Keurig Dr Pepper Inc. (KDP) Tops Q1 EPS by 2c, Revenues Miss; Offers FY19 EPS Guidance
Keurig Dr Pepper Inc. (NYSE: KDP) reported Q1 EPS of $0.25, $0.02 better than the analyst estimate of $0.23. Revenue for the quarter came in at $2.5 billion versus the consensus estimate of $2.54 billion.
Commenting on the quarter, Keurig Dr Pepper Chairman and CEO Bob Gamgort stated, "Our first quarter results represent a good start to the year, with strong EPS delivery and all four segments registering underlying net sales growth. In addition, our in-market performance was also solid, as we grew retail dollar consumption across the majority of our portfolio and held or grew market share in nearly all categories. Our cash flow generation remains strong and we continue to reduce debt in line with our deleveraging targets. We remain confident in our targets for 2019 and our long-term value creation framework."
GUIDANCE:
Keurig Dr Pepper Inc. sees FY2019 EPS of $1.20-$1.22, versus the consensus of $1.21.
Supporting this guidance are the following unchanged expectations:
- Adjusted diluted EPS growth in 2019 in the range of 15% to 17%
- Net sales growth of approximately 2%, consistent with the Company's long-term merger target of 2-3%, which incorporates an approximate 100 bps unfavorable impact from the changes in the Allied Brands portfolio.
- Merger synergies of $200 million in 2019, consistent with the Company's long-term merger target for $200 million per year over the 2019-2021 period.
- Other expense, net is expected to approximate $30 million of expense in 2019 and assumes no gains related to changes in the Allied Brands portfolio.

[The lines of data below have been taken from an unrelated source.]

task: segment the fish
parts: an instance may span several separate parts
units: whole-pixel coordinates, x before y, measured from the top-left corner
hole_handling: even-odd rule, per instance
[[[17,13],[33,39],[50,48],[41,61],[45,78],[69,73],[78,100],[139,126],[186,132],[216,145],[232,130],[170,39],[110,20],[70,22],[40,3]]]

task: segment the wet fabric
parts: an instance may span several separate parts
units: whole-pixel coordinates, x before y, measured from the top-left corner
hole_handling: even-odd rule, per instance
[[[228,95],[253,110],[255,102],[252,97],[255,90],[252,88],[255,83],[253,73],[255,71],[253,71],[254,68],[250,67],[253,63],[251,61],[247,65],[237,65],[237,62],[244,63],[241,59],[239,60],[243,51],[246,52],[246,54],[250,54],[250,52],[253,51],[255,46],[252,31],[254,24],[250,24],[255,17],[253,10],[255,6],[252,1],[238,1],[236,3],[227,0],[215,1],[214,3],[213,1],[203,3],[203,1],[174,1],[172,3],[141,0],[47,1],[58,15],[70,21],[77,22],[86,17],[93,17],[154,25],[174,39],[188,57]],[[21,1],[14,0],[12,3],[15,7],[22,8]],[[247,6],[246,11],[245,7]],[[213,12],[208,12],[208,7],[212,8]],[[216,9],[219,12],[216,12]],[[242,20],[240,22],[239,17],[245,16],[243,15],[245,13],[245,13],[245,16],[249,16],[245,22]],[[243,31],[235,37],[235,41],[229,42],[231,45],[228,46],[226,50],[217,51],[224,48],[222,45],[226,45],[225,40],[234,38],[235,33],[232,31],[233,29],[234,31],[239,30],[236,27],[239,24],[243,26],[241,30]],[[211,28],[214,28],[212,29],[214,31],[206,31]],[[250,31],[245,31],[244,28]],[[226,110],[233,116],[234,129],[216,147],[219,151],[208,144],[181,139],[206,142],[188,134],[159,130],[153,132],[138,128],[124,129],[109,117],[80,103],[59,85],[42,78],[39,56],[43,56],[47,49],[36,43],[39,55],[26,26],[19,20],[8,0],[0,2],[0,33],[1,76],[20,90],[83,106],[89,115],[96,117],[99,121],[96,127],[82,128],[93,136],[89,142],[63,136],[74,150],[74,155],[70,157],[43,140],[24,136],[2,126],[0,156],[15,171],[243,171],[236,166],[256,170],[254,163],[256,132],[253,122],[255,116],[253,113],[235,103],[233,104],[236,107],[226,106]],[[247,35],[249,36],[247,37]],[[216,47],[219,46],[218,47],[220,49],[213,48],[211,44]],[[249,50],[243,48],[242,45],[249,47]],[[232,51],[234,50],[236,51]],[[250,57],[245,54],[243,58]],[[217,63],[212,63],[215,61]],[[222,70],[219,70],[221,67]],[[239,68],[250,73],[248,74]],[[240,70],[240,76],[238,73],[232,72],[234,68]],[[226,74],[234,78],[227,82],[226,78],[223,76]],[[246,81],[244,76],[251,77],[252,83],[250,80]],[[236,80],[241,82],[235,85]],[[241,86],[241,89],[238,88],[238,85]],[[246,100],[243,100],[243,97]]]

- Adjusted interest expense is expected to be in the range of $570 million to $590 million, reflecting ongoing deleveraging and the continued benefit of unwinding interest rate swap contracts.
- The Adjusted effective tax rate is expected to be in the range of 25.0% to 25.5%.
- Diluted weighted average shares outstanding are estimated to be approximately 1,420 million.
- The Company continues to expect significant cash flow generation and rapid deleveraging, with a targeted leverage ratio below 3.0x in two to three years from the July 2018 closing of the merger.